# Rare Plant Search info needed



## poison beauties (Mar 1, 2010)

I have talked to forum members, plant forum members, Florida plant buisness's, Plant dealer in the north east, Thialand and the rest of Asia and Hawaii with no info produced on where I can get a Hoya Microphylla. I have sent messages to every hoya dealer on ebay and noone has it. Im also looking for a Peperomia Costa Rica. If anyone can help me out please do so. I have alot of time invested in searching and nothing has proven worth while.
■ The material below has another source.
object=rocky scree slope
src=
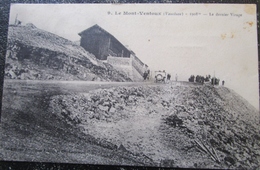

I have a few other plants on the list but these two are the toppers.

Michael


----------



## flapjax3000 (Jul 4, 2009)

I read on this webpage Cloud Jungle Epiphytes - Plant Catalog that he got a cutting of the peperomia Costa Rica from the UNCC McMillian Greenhouse in Charlotte. You could try giving them a call.


----------



## Frogtofall (Feb 16, 2006)

poison beauties said:


> I have talked to forum members, plant forum members, Florida plant buisness's, Plant dealer in the north east, Thialand and the rest of Asia and Hawaii with no info produced on where I can get a Hoya Microphylla. I have sent messages to every hoya dealer on ebay and noone has it. Im also looking for a Peperomia Costa Rica. If anyone can help me out please do so. I have alot of time invested in searching and nothing has proven worth while. I have a few other plants on the list but these two are the toppers.
> 
> Michael




I sent a piece to Christine Burton if I remember right. She may have one available now. I think her eBay name is thehoyan or something like that. I also sent one to a guy who's ebay name is dmichael619. You could try them. I got rid of my plant.


----------



## harrywitmore (Feb 9, 2004)

McMillian no longer has that Peperomia and I lost mine last winter. Nathan may have it so maybe he will see this post.


----------



## poison beauties (Mar 1, 2010)

Thanks for the leads, I will give them a go.

Michael


----------



## earthfrog (May 18, 2008)

This lady may have some still:
https://auth.gardenweb.com/members/okie_deb


----------



## Manuran (Aug 28, 2007)

Like Harry said, I'm sure Nate must have the Peperomia. If you not, I have a few plants that I believe might be similar, after looking at the photo of sp. Costa Rica on Harry's site.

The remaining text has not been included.